The Democratic-led Senate passed the measure to reopen the government and extend the debt ceiling on an 81-18 vote, while the Republican-controlled House passed it 285-144.

That vote tally - 87 House Republicans supported the bill - combined with rock-solid unity among Democratic lawmakers, gives Obama's allies hope he can build other coalitions.

"I will look for willing partners wherever I can to get important work done," the president said on Thursday. "And there's no good reason why we can't govern responsibly, despite our differences, without lurching from manufactured crisis to manufactured crisis."

The first test of whether lawmakers can avert another crisis comes as a bipartisan panel considers a plan, due by Dec. 13, to reduce the deficit. Under the compromise forged last week, the government would be funded through Jan. 15 and the debt ceiling lifted through Feb. 7.

That tight time frame does not allow much room for the president's other policy priorities to gain traction.
Democrats believe, however, that Obama's bargaining hand may be strengthened by the thrashing Republicans took in opinion polls over their handling of the shutdown.

"This shutdown re-emphasized the overwhelming public demand for compromise and negotiation. And that may open up a window," said Ben LaBolt, Obama's 2012 campaign spokesman and a former White House aide.

"There's no doubt that some Republican members (of Congress) are going to oppose policies just because the president's for it. But the hand of those members was significantly weakened."

If he does have an upper hand, Obama is likely to apply it to immigration reform. The White House had hoped to have a bill concluded by the end of the summer. A Senate version passed with bipartisan support earlier this year but has languished in the Republican-controlled House.

"It will be hard to move anything forward, unless the Republicans find the political pain of obstructionism too much to bear," said Doug Hattaway, a Democratic strategist and an adviser to Hillary Clinton's 2008 presidential campaign.

"That may be the case with immigration - they'll face pressure from business and Latinos to advance immigration reform," he said.

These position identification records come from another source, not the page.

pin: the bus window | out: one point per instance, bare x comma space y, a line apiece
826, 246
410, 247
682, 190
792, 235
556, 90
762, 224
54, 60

A White House official said Obama's options for using executive action to advance immigration reform were largely exhausted. Last year, his administration relaxed deportation rules for children who came to the United States illegally with their parents. The move helped boost his support among Hispanics, a key voting bloc, in last November's election.

If a package of immigration measures does not move soon, Democrats hope the results will show up in Republican defeats in next year's congressional elections. If Democrats regain control of the House, the way could be smoothed for comprehensive immigration reform in the second half of Obama's final term.